Your Voice: Task force has learned much about broadband


My name is Aaron Paluzzi and for nearly the last 3 years I’ve been the chairman of the Joint Municipal Broadband Task Force for our two cities. Working within a team of interested individuals we’ve interviewed multiple other cities that have made this journey and learned quite a bit about broadband internet as well as the companies that provide it.

We’ve been able to drive this process with the support of the two cities through a formal feasibility study with CCG consulting and Findlay Engineering. I thank the cities for their financial support for this study because we have actually received some encouraging information for the future, and we’ve also gotten more clarity as to why our communities, among others nationally, have languished in terms of high speed internet access and service.

As we have only three providers in our communities, many of us have experienced their limitations and also share the experience of switching among them with the result that we continue to be disappointed. Furthermore, it has come to our attention that AT&T will no longer sell it’s DSL product “Uverse” to new customers limiting many of us to a virtual monopoly with Spectrum who as of 2021 has requested the ability to start implementing data caps, putting more financial burden on residents and businesses who now more than ever need to use the internet to work and to learn.

While a few of us have access to other providers like WOW or AT&T Fiber these networks serve only small pockets or “cherry-picked” business corridors and will never reach our neighborhoods. For years I’ve heard from residents that “If Comcast could come in we’d have competition”. What our residents don’t know is that Comcast has been here for years picking off businesses and avoiding residential areas.

The AT&T Fiber network is not growing, leaving our best case scenario a duopoly between Spectrum and WOW if we maintain the status quo. Skylink (SpaceX’s product) is only suitable to rural areas according to Elon Musk himself. You can see his presentation on youtube. Cellular internet requires excellent signal which is something our communities struggle with. Finally you’ve probably heard about mmWave 5G and the incredible speeds it can achieve. We’ve spoken to Verizon who have stated they will not be providing us this technology as our topology and tree coverage negates the technology.
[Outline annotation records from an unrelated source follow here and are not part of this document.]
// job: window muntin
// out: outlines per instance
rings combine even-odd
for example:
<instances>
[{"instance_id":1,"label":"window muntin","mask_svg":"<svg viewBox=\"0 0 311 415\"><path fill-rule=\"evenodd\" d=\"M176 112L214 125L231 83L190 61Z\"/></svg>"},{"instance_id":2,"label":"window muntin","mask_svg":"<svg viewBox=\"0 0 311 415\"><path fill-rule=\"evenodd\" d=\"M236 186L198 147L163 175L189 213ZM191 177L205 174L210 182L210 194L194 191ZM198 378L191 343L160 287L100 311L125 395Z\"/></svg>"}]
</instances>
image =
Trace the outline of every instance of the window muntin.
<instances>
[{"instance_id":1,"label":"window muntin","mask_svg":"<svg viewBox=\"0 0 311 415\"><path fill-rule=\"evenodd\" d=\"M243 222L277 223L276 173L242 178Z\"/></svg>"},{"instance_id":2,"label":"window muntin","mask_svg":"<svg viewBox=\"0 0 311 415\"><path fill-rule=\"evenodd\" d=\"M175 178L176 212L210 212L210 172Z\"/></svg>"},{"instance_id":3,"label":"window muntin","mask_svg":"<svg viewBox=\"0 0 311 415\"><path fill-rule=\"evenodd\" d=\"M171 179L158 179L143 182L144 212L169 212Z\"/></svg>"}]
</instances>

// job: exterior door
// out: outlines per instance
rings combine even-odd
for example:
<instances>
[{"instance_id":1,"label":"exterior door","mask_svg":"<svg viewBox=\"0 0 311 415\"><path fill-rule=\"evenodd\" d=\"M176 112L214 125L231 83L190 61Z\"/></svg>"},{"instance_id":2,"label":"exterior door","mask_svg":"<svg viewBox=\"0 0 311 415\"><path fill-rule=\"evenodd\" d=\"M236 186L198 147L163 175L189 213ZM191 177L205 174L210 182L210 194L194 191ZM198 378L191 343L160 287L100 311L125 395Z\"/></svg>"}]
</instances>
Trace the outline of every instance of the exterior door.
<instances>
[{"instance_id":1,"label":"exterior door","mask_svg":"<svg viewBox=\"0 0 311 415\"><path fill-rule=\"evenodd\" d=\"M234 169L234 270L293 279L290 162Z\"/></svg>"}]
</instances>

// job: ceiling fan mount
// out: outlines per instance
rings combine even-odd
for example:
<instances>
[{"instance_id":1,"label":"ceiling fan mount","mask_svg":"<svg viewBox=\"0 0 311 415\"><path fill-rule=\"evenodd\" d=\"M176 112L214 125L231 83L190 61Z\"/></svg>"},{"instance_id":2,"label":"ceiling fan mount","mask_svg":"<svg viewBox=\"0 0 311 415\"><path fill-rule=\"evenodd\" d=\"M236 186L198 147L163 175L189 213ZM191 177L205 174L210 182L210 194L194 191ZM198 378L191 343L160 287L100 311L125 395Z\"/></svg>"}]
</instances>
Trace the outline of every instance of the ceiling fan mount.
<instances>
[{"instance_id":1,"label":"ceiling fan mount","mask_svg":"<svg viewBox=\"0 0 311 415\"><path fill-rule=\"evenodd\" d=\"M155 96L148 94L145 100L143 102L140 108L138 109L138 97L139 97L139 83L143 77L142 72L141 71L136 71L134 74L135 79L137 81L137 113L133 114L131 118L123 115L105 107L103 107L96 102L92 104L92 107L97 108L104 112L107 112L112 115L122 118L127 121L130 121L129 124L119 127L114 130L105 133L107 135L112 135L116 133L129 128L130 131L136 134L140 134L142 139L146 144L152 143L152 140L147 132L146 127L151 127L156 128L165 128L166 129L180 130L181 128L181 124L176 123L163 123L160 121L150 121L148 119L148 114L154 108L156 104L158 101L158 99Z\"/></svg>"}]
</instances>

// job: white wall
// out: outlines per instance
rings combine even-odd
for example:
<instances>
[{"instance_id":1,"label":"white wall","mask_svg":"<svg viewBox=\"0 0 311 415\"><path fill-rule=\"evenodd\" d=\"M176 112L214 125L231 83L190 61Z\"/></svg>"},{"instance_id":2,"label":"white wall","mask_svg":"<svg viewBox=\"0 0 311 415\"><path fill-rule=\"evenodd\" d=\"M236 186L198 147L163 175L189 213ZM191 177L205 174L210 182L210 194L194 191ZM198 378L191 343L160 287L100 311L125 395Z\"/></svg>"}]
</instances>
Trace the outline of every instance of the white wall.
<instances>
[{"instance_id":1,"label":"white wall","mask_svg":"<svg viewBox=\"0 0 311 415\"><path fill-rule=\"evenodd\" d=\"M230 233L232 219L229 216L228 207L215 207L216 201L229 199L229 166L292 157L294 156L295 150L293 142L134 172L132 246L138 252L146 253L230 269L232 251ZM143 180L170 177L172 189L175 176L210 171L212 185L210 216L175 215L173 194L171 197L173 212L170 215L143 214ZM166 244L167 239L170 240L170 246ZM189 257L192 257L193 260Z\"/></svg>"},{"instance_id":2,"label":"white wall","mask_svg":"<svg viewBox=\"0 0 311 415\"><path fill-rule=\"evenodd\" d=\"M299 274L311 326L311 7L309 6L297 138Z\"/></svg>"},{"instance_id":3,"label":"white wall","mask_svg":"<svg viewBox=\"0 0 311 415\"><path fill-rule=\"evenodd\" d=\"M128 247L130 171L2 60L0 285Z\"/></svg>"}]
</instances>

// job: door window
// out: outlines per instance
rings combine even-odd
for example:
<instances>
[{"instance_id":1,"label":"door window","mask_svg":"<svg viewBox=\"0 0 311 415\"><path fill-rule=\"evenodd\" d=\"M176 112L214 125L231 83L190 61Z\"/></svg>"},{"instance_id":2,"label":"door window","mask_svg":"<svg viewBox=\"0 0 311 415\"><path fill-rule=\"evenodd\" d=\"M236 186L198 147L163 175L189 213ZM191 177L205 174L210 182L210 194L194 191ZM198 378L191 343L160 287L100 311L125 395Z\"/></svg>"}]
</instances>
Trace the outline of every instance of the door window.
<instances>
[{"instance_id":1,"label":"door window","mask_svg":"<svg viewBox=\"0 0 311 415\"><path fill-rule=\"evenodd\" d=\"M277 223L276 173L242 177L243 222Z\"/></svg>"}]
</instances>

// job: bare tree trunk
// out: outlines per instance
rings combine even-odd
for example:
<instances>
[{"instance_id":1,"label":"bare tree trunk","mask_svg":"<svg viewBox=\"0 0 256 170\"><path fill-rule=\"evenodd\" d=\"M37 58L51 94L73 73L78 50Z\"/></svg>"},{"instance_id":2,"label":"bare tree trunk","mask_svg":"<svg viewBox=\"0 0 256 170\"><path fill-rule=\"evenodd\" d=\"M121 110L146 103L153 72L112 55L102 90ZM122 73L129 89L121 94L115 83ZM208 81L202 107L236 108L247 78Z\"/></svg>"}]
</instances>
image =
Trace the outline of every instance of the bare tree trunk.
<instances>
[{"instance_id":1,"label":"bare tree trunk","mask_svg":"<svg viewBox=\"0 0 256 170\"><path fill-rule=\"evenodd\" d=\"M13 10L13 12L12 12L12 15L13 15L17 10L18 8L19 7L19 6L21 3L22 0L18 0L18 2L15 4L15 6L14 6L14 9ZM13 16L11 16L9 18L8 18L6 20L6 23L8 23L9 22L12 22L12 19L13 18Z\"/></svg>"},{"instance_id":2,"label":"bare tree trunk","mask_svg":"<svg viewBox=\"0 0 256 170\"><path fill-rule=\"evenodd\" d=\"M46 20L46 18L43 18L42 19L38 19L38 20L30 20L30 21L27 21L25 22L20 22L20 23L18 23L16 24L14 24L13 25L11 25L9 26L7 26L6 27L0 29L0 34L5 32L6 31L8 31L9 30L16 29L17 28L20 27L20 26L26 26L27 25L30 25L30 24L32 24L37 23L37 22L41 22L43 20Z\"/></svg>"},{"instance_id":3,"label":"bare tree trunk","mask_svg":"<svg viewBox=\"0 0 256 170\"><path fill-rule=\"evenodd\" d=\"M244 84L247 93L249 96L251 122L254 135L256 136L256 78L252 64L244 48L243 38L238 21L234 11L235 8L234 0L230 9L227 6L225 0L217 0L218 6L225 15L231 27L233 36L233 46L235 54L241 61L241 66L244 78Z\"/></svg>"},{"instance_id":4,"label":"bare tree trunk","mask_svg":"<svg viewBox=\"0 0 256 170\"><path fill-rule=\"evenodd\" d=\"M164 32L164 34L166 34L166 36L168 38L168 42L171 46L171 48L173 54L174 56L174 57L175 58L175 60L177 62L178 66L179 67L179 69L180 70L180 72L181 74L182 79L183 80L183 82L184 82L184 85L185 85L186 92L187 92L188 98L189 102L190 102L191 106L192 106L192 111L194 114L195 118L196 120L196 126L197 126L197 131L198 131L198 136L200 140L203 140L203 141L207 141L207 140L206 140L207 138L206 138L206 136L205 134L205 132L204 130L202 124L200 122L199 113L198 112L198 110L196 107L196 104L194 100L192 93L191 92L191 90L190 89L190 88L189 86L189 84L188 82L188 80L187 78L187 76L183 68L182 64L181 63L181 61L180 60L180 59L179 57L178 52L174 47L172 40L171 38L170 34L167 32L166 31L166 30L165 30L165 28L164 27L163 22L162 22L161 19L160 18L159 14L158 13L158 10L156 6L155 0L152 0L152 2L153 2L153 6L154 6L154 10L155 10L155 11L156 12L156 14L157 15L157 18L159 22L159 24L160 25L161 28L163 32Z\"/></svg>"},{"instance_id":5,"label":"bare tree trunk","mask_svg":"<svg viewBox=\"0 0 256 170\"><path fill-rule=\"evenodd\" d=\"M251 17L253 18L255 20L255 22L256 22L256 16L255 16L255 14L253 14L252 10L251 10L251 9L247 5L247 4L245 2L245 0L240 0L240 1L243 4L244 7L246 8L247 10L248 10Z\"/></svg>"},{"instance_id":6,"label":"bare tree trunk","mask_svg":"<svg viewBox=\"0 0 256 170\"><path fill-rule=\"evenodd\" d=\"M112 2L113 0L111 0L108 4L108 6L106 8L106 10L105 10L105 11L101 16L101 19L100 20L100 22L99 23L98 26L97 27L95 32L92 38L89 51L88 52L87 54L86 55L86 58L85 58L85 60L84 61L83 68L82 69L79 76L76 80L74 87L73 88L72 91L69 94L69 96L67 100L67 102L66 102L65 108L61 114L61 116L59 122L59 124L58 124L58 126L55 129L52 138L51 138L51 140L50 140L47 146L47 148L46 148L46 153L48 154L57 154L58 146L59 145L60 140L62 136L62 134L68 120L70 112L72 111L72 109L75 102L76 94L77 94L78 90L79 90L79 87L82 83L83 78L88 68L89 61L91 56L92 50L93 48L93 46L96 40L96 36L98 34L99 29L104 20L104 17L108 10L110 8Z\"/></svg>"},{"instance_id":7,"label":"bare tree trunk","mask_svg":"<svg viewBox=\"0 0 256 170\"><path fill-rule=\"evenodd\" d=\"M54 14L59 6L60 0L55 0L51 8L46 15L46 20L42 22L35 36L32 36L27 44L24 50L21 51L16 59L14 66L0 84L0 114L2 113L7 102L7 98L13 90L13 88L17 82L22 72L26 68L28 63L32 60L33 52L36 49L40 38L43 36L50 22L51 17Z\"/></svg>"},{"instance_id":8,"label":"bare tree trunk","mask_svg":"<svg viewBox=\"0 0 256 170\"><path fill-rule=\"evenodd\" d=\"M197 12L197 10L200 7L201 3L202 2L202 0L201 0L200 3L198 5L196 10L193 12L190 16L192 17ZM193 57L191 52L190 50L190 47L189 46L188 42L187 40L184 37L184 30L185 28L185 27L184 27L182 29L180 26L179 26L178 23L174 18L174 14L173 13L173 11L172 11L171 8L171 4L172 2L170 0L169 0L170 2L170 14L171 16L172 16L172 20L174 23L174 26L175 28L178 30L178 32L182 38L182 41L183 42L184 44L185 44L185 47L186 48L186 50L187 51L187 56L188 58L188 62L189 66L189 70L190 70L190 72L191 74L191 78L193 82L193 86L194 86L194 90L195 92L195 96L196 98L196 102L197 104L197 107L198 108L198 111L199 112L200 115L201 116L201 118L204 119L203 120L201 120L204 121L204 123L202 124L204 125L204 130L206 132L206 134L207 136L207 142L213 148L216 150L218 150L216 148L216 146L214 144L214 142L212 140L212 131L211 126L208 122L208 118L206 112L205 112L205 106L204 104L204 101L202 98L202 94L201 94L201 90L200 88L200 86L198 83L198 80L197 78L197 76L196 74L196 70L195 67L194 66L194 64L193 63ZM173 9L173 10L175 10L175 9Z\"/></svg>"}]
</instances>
Our work has revealed the gaps in broadband access and inconsistent provision of promised speed and service from our current internet providers here in Farmington and Farmington hills. I strongly believe the internet is not a luxury but a basic utility no different from water, sewer, electricity, and gas. I challenge the city councils to consider and execute an implementation plan for a fiber-optic broadband network by the end of 2021. Use the research we have done to serve the residents, our kids, our businesses, and community institutions with the kind of internet infrastructure we need to continue to make our cities competitive places to live, work, and play. Infrastructure construction and maintenance is what municipalities are good at, and in the absence of a business case for the private sector to build this infrastructure themselves we are surely putting our residents and businesses at a disadvantage. This is unacceptable.

I ask you to join me in leveling this challenge, and educate yourselves more deeply on this topic by reading the report from CCG which can be found on the Task Force website here. To clarify one point: we asked CCG to investigate what would happen if we had a hookup charge reminiscent of the municipal water hookup you’re charged with new construction. Joining the network is optional, but I believe the benefits outweigh the costs and even leads to a better monthly cost than what the incumbents provide.

I’m grateful for the opportunity to lead the Task Force, and hopeful that our efforts result in higher speeds, better service, lower costs, and long-term value for our two cities.